The vendor opportunity at N.Y. One

N.Y. One presents a concentrated, 2,325-unit opportunity for software vendors targeting the retail food franchise segment. Every location is franchised—there are no company-owned stores—so the entire system is addressable if you can secure a mandate or preferred-vendor nod from headquarters. The brand’s unit count contracted by -1.19% year-over-year, a signal that leadership may be receptive to technology that stabilizes operations or improves unit economics. With an initial franchise term of 20 years and annual renewal extensions requiring mutual written agreement, the relationship between franchisor and franchisee is long-term and tightly managed, which means software adoption flows from the top down.

Who controls software purchasing

Software purchasing authority sits with the Acierno family. The 2025 FDD lists John Lawrence Acierno as President and Director, John Louis Acierno III as Vice President and Director, and Jeffrey Acierno as Vice President, Secretary, and Director. This three-person executive team constitutes the entire disclosed leadership group, and their overlapping director roles indicate that technology decisions are made by a small, centralized group without a separate CIO or CTO on file. For vendors, the path to a deal runs through John Lawrence Acierno’s office. The absence of a named procurement executive or technology committee means you should treat the President as the de facto buyer and tailor your pitch to operational outcomes that matter to a family-led, founder-run organization.

Mandated and current tech stack

The only technology explicitly mandated in the 2025 FDD is ETG’s dispatch system. The disclosure states that “ETG dispatch system” and “ETG’s dispatch system” are required, which likely refers to a single platform governing logistics, routing, or order fulfillment across the 2,325 franchised locations. No other POS, ERP, or operational software is named, meaning the ETG system is the backbone of daily operations. For vendors selling complementary tools—inventory management, workforce scheduling, business intelligence, or payment processing—the mandate creates both a barrier and an opportunity: you must either integrate seamlessly with ETG or build a case for replacing it.

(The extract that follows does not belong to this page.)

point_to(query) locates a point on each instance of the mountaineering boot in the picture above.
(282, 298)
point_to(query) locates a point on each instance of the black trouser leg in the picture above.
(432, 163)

The FDD does not disclose any approved-vendor list or secondary tech stack, so assume the environment is locked down until you hear otherwise from HQ.

Procurement, renewals, and timing

Item 8 of the 2025 FDD contains no extract describing procurement rules, designated suppliers, or approved-vendor programs. This silence typically means the franchisor retains full discretion over supplier selection and does not publish a formal procurement framework. In practice, N.Y. One likely operates a closed procurement model where the Acierno team evaluates and mandates technology on a case-by-case basis. The renewal structure—20-year initial terms with annual extensions by mutual written agreement—suggests that franchisees have limited autonomy to adopt unapproved software. Timing a pitch is difficult without a public contract calendar, but the recent unit decline may prompt leadership to seek operational efficiencies, making the current window worth testing. Vendors should approach with a clear ROI model tied to the existing ETG dispatch infrastructure.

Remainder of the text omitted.